Mark Dobie

Personal information
- Full name: Mark Walter Graham Dobie
- Date of birth: 8 November 1963 (age 62)
- Place of birth: Carlisle, England
- Position: Forward

Senior career*
- Years: Team / Apps / (Gls)
- Carlisle City
- 19??–1986: Workington
- 1986–1987: Carlisle United / 6 / (0)
- 1987: Penrith
- 1987–19??: Barrow
- 19??–1990: Gretna
- 1990–1991: Cambridge United / 0 / (0)
- 1991–1992: Torquay United / 20 / (2)
- 1992–1993: Darlington / 36 / (8)
- 1993–19??: Gretna
- 19??–1996: Barrow
- 1996–19??: Queen of the South / 18 / (6)
- 19??–1997: Workington
- 1997–1998: Lancaster City
- 1998–19??: Gretna
- 19??–1999: Barrow
- 1999–2003: Gretna
- 2003–2004: Annan Athletic

= Mark Dobie =

English former professional football forward

Mark Walter Graham Dobie (born 8 November 1963) is an English former professional football forward.

Dobie began his career with Carlisle City and joined Carlisle United on a free transfer from non-league Workington in December 1986. He made 6 appearances (4 as a substitute) that season, before returning to non-league football. In October 1987 he joined Barrow from Penrith, and in December 1990 he joined Cambridge United from Gretna, but failed to appear in United's league side.

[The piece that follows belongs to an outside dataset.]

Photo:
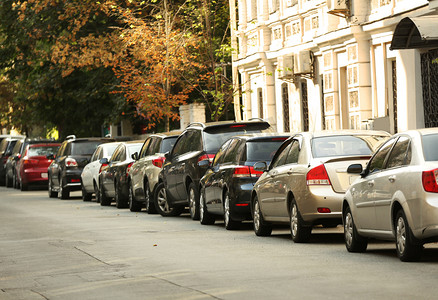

In August 1991 he moved to Torquay United for £10,000, scoring only twice in 20 games as Torquay struggled to adapt to life in the old Division Three. He was released after Torquay's relegation, joining Darlington in August 1992. He had a fairly successful season with the Quakers, but left after only one season, returning to non-league football with Gretna. He later moved to Barrow before joining Scottish side Queen of the South in January 1996. From the Dumfries side he returned to Workington, then moved on to Lancaster City in April 1997. He was Lancaster's top scorer the following season, but in September 1998, the Lancaster Citizen reported that he was in a row with City, because he was training with Gretna and refusing to play for City. He subsequently joined Gretna, later returning to Barrow, before re-joining Gretna in August 1999. In the 2001–02 season he was top scorer in the Northern Premier League First Division at the age of 38, scoring 63 goals in Gretna's last two seasons in the Northern Premier League.

In the 2002 close season Gretna were elected to play in the Scottish Third Division. Dobie remained with Gretna, scoring ten times in 28 league games before joining Annan Athletic in 2003 and retiring at the end of the 2003–04 season.